When a Tier 2 intervention fires, the lens also signals to the caller inline:

| Action | Behaviour | Headers set on the decision |
|---|---|---|
| `allow` (Tier 1 detection only) | Pass through | `X-Lens-Triggered: true`, `X-Lens-Reason: <detector>.<rule>,...` (if `audit_signaling.enabled`) |
| `redact` (PII redactor) | `decision.modified_state` is the scrubbed state; caller forwards that instead | `X-Lens-Triggered: true`, `X-Lens-Action: redact`, `X-Lens-Reason: pii_redactor.<type>` |
| `throttle` (rate limiter) | `decision.retry_after` is set; caller sleeps and retries, or returns it to the user | `X-Lens-Triggered: true`, `X-Lens-Action: throttle`, `Retry-After: <s>` |
| `block` (allowlist, goal guard, circuit, checkpoint protector, rate limit in `block` mode) | `LensBlockedError` raised through the callback; `decision.status_code` is the HTTP-equivalent | `X-Lens-Triggered: true`, `X-Lens-Action: block`, `X-Lens-Reason: <rule>`, `Retry-After: <s>` (for rate limit / circuit) |

From a plain Python entry point, the headers live on `decision.headers` for the caller to use however they want — there is no built-in HTTP middleware in this release, so the caller is responsible for relaying them onto the outgoing response if they want HTTP-level signaling.
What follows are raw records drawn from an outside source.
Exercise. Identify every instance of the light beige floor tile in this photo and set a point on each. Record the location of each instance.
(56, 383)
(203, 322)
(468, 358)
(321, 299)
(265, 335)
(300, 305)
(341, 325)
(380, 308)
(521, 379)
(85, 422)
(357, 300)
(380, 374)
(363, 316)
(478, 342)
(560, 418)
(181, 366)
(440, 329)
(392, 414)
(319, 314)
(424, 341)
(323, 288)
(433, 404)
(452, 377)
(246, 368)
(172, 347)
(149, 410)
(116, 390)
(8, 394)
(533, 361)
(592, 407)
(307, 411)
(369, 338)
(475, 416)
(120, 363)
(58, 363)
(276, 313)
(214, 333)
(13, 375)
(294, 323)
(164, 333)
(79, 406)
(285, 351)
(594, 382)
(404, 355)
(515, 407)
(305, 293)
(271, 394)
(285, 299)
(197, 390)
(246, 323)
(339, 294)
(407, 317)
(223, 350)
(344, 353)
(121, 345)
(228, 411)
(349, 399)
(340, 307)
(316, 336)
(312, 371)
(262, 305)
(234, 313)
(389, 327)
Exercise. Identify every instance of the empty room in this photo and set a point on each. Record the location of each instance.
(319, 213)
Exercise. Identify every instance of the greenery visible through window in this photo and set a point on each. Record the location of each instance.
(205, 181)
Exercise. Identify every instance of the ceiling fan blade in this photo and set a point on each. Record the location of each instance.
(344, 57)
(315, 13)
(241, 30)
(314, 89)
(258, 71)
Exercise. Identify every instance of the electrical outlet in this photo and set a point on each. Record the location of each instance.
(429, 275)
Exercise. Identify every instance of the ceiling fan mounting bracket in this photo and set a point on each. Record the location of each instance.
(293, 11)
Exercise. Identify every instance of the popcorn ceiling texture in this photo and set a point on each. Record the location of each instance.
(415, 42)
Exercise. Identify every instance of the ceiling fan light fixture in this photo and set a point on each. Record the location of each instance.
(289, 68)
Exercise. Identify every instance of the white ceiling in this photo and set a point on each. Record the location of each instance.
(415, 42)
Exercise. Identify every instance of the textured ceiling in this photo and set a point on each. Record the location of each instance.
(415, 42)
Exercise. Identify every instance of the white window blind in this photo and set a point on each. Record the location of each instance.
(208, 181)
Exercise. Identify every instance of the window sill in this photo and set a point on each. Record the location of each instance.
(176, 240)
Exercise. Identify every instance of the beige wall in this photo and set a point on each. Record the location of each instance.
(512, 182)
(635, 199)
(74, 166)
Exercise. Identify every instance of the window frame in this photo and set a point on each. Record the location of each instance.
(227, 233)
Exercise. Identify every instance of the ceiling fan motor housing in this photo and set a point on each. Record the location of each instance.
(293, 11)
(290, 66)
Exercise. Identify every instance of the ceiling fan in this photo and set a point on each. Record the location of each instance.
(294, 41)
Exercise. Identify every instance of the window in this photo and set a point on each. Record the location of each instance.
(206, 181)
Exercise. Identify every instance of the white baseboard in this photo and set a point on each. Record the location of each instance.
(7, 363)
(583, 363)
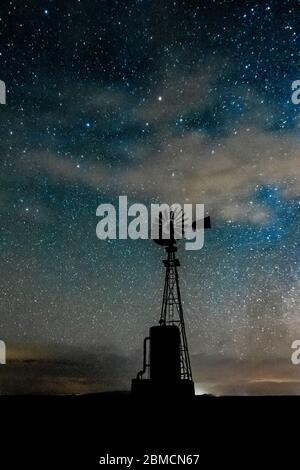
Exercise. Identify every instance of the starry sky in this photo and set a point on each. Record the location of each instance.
(162, 101)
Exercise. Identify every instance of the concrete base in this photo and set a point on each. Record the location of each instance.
(150, 388)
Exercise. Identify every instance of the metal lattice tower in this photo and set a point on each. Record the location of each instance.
(171, 310)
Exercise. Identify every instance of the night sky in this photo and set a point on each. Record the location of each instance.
(162, 101)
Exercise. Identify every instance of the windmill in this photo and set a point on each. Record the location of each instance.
(166, 363)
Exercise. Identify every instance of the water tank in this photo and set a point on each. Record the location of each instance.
(165, 353)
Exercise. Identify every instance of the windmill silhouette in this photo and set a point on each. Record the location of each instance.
(166, 363)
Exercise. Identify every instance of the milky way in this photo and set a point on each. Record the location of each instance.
(162, 101)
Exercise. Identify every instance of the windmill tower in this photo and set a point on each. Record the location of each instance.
(166, 363)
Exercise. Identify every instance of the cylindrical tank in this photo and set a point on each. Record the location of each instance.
(165, 353)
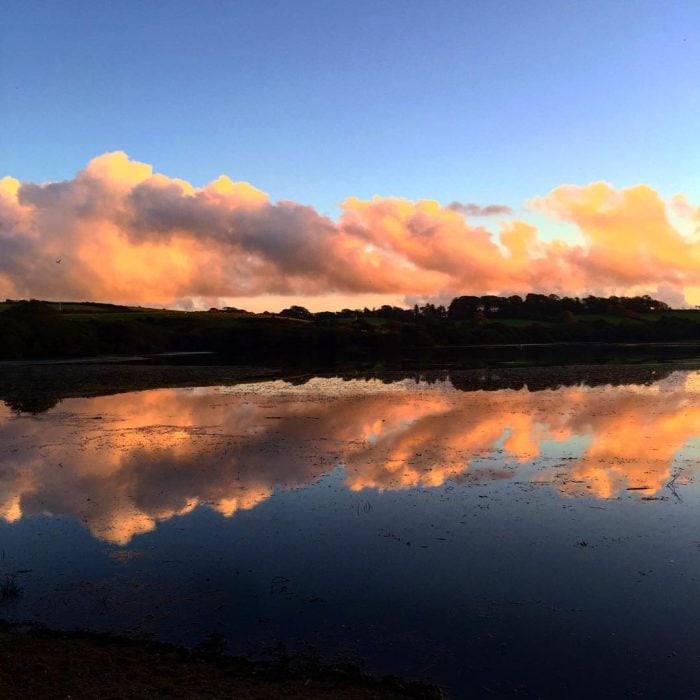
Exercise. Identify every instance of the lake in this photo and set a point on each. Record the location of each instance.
(499, 532)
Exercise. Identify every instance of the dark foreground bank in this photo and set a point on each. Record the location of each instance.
(45, 664)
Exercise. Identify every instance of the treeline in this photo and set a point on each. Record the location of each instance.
(40, 330)
(533, 307)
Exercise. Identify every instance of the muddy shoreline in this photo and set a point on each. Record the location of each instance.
(36, 662)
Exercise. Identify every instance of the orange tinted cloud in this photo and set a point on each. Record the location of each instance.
(127, 234)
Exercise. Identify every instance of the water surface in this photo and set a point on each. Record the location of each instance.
(511, 538)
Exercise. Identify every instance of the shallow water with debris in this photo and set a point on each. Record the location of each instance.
(530, 536)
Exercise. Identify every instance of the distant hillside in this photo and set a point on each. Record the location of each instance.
(36, 329)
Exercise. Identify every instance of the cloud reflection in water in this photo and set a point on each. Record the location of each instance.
(120, 464)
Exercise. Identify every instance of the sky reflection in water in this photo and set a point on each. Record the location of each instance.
(383, 519)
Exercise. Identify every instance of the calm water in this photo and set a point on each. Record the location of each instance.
(496, 541)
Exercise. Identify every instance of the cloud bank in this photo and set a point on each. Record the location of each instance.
(126, 234)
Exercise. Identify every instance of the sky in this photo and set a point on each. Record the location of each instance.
(577, 121)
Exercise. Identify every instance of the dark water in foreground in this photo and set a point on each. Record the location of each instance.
(540, 542)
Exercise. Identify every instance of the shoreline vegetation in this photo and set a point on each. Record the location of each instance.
(44, 663)
(37, 330)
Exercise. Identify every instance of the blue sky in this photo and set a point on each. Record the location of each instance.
(483, 101)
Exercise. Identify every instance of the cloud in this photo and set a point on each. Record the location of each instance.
(127, 234)
(476, 210)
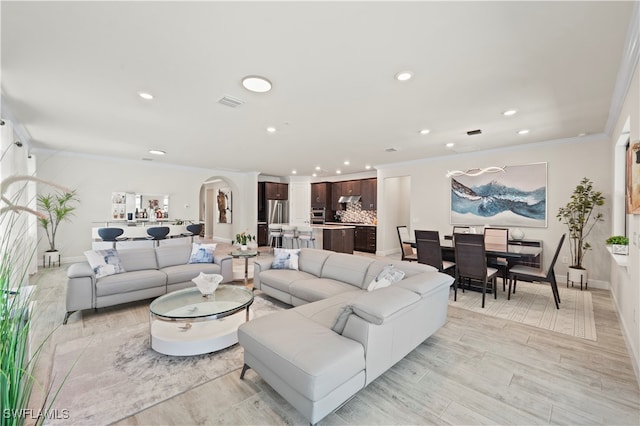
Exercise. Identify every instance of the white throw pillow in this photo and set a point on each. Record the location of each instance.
(104, 262)
(285, 259)
(202, 253)
(386, 277)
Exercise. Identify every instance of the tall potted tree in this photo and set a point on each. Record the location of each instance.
(580, 218)
(55, 208)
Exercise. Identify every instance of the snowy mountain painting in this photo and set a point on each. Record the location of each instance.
(515, 197)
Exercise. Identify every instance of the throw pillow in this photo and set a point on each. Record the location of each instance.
(104, 262)
(389, 275)
(285, 259)
(202, 253)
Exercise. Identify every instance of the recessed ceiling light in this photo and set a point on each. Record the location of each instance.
(404, 75)
(256, 83)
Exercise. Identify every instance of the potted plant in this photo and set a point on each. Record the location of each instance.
(619, 244)
(580, 218)
(56, 208)
(243, 238)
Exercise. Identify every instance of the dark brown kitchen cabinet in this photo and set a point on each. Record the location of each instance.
(276, 191)
(321, 195)
(365, 239)
(339, 240)
(369, 194)
(262, 234)
(336, 193)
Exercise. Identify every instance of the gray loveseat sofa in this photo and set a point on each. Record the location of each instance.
(150, 272)
(339, 337)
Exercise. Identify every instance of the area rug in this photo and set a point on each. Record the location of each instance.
(117, 375)
(533, 305)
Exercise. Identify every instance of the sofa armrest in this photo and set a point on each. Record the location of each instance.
(226, 267)
(260, 265)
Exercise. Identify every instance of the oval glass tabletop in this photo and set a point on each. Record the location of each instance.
(190, 303)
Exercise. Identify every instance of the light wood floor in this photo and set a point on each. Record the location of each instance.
(475, 370)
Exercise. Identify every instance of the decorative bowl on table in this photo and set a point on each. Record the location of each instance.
(207, 283)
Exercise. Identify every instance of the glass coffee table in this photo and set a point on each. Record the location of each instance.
(184, 322)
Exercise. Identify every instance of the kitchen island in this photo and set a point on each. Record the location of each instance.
(338, 238)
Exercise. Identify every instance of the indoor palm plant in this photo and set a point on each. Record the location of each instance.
(56, 208)
(580, 217)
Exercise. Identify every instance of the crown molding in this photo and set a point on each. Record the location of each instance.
(627, 68)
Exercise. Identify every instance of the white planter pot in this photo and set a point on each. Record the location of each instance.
(577, 275)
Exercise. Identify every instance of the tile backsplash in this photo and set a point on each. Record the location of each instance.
(354, 213)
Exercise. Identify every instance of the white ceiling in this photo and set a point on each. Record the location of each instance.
(71, 72)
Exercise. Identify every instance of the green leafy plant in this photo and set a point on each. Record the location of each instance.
(618, 240)
(57, 208)
(579, 217)
(244, 237)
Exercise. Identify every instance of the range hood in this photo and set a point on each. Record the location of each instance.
(349, 198)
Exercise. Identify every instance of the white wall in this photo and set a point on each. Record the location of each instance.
(567, 163)
(95, 178)
(625, 281)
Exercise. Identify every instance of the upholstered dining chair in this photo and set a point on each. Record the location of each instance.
(498, 239)
(430, 253)
(471, 262)
(111, 234)
(157, 233)
(527, 273)
(405, 248)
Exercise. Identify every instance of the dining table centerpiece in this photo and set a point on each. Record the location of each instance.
(243, 238)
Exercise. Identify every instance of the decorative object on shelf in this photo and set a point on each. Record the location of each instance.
(580, 218)
(515, 197)
(56, 208)
(619, 244)
(243, 238)
(207, 283)
(517, 234)
(474, 172)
With `audit_signaling.stamp_state: true`, the same fields are written into `state["__lens__"]` so downstream nodes can read them programmatically without HTTP at all.

### Limitations

- **Callbacks observe, they don't rewrite.** Tier 2 `redact` requires `wrap_node(lens, fn)` or a manual `lens.decide_node(...)` call inside the node body; the `LensCallback` alone can't substitute a modified state.
- **Checkpoint protection is structural.** It refuses unsafe pickle opcodes and (optionally) HMAC-mismatched blobs. It does not validate the *content* of an otherwise-well-formed checkpoint against any schema beyond what Tier 1 already inspects.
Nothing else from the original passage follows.